In the quantum computation verification problem, a quantum server wants to convince a client that the output of evaluating a quantum circuit $C$ is some result that it claims. This problem is considered very important both theoretically and practically in quantum computation [arXiv:1709.06984], [arXiv:1704.04487], [arXiv:1209.0449]. The client is considered to be limited in computational power, and one desirable property is that the client can be completely classical, which leads to the classical verification of quantum computation (CVQC) problem. In terms of the total time complexity, the fastest single-server CVQC protocol so far has complexity $O(poly(\kappa)|C|^3)$ where $|C|$ is the size of the circuit to be verified and $\kappa$ is the security parameter, given by Mahadev [arXiv:1804.01082]. In this work, by developing new techniques, we give a new CVQC protocol with complexity $O(poly(\kappa)|C|)$, which is significantly faster than existing protocols. Our protocol is secure in the quantum random oracle model [arXiv:1008.0931] assuming the existence of noisy trapdoor claw-free functions [arXiv:1804.00640], which are both extensively used assumptions in quantum cryptography. Along the way, we also give a new classical channel remote state preparation protocol for states in $\{|+_\theta\rangle=\frac{1}{\sqrt{2}}(|0\rangle+e^{i\theta\pi/4}|1\rangle):\theta\in \{0,1\cdots 7\}\}$, another basic primitive in quantum cryptography. Our protocol allows for parallel verifiable preparation of $L$ independently random states in this form (up to a constant overall error and a possibly unbounded server-side simulator), and runs in only $O(poly(\kappa)L)$ time and constant rounds; for comparison, existing works (even for possibly simpler state families) all require very large or unestimated time and round complexities [arXiv:1904.06320][arXiv:1904.06303][arXiv:2201.13445][arXiv:2201.13430].

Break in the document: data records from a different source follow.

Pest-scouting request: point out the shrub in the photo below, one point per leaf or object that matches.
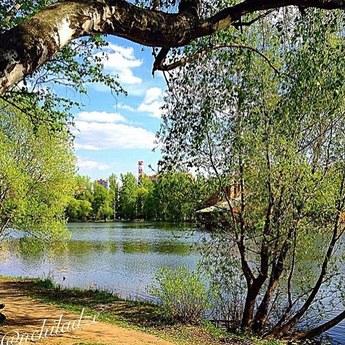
(183, 295)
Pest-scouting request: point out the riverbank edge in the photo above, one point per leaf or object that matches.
(136, 315)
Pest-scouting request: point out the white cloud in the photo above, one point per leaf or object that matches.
(153, 102)
(110, 133)
(121, 60)
(100, 117)
(123, 106)
(88, 164)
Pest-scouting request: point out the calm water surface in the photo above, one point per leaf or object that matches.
(120, 257)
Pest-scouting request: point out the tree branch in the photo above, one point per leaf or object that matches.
(24, 48)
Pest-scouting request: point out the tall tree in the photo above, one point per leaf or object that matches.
(280, 138)
(36, 176)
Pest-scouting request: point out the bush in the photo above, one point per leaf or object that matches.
(183, 296)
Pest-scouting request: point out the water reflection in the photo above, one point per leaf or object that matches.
(121, 257)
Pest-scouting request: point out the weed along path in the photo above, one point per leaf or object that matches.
(25, 324)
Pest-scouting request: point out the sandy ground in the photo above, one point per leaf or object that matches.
(25, 316)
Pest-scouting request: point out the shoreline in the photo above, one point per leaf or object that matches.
(131, 315)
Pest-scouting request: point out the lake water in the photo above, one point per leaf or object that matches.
(120, 257)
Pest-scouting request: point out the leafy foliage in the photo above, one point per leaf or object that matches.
(183, 295)
(278, 133)
(36, 176)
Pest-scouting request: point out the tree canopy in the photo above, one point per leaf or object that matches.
(43, 29)
(278, 137)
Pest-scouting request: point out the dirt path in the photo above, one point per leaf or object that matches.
(26, 315)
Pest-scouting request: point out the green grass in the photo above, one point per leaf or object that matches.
(131, 314)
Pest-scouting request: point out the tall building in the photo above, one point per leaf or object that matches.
(140, 170)
(103, 183)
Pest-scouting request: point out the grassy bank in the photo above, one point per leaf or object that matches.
(132, 314)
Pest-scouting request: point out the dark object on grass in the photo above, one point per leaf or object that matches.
(2, 316)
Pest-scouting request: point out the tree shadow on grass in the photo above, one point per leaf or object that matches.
(110, 306)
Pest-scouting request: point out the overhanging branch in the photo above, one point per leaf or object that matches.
(26, 47)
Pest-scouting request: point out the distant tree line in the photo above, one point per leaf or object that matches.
(168, 197)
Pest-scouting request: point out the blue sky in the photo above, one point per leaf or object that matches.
(114, 132)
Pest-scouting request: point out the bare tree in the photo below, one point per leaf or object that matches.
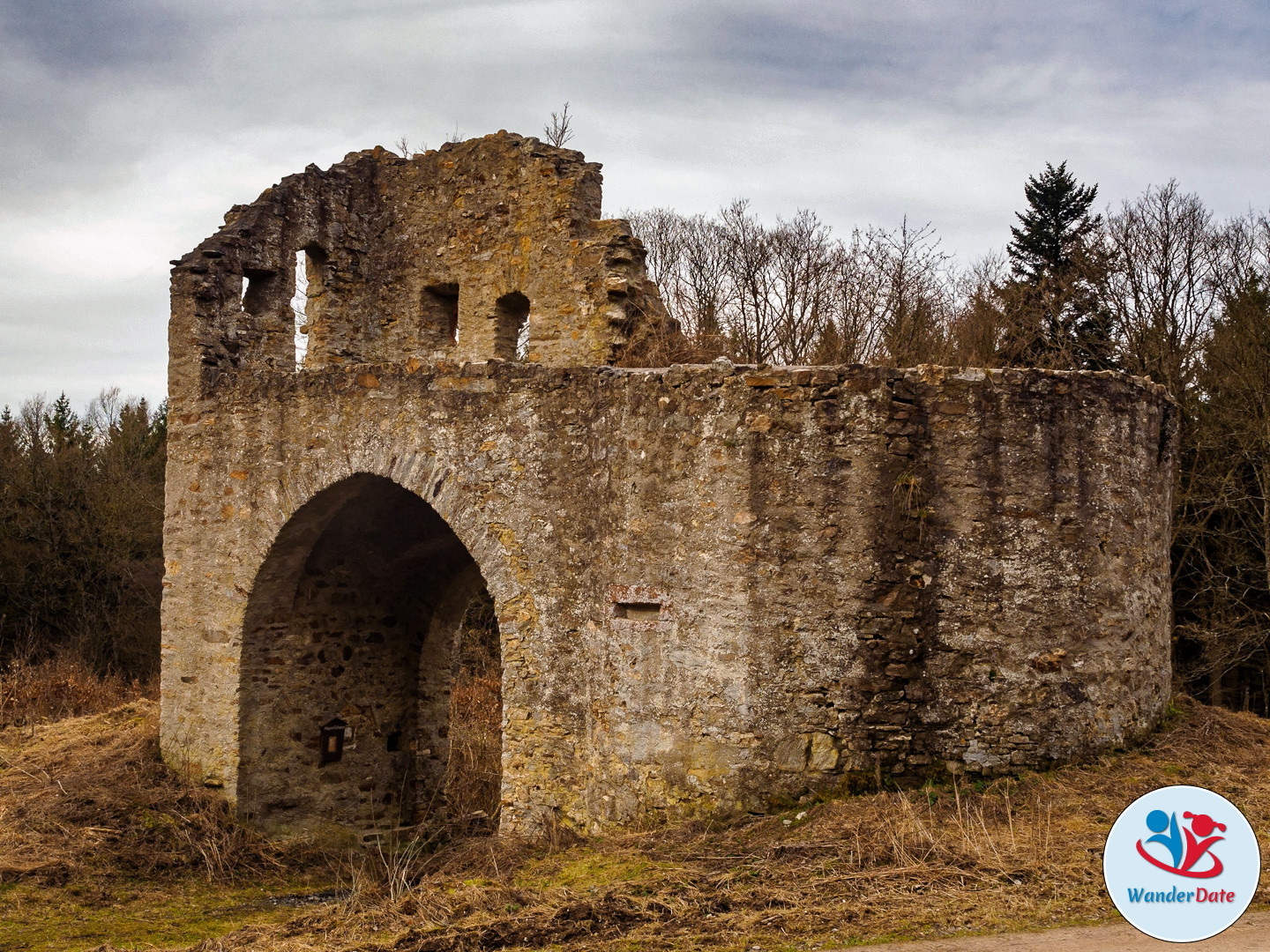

翻译：在量子计算验证问题中，量子服务器需要向客户端证明，评估量子电路$C$的输出结果确实如其所声称。该问题在量子计算的理论与实践层面均具有重要意义[arXiv:1709.06984][arXiv:1704.04487][arXiv:1209.0449]。由于客户端计算能力受限，期望其完全经典化，由此引出了量子计算的经典验证（CVQC）问题。就总体时间复杂度而言，目前最快的单服务器CVQC协议复杂度为$O(poly(\kappa)|C|^3)$，其中$|C|$表示待验证电路规模，$\kappa$为安全参数，该协议由Mahadev提出[arXiv:1804.01082]。本研究通过发展新技术，提出了复杂度为$O(poly(\kappa)|C|)$的新型CVQC协议，较现有协议实现显著加速。本协议在量子随机预言机模型[arXiv:1008.0931]下具有安全性，同时依赖噪声陷门爪函数[arXiv:1804.00640]的存在性——这两者均为量子密码学中的广泛使用假设。在此过程中，我们进一步提出一种面向状态族$\{|+_\theta\rangle=\frac{1}{\sqrt{2}}(|0\rangle+e^{i\theta\pi/4}|1\rangle):\theta\in \{0,1\cdots 7\}\}$的新型经典信道远程态制备协议，该协议是量子密码学中的另一基本原语。该协议支持并行可验证制备$L$个该形式的独立随机态（允许常数级整体误差与潜在无界服务器端模拟器），运行时间仅为$O(poly(\kappa)L)$且需常数轮交互。相比之下，现有工作（即便针对更简单的状态族）均需极大或未经验证的时间与轮复杂度[arXiv:1904.06320][arXiv:1904.06303][arXiv:2201.13445][arXiv:2201.13430]。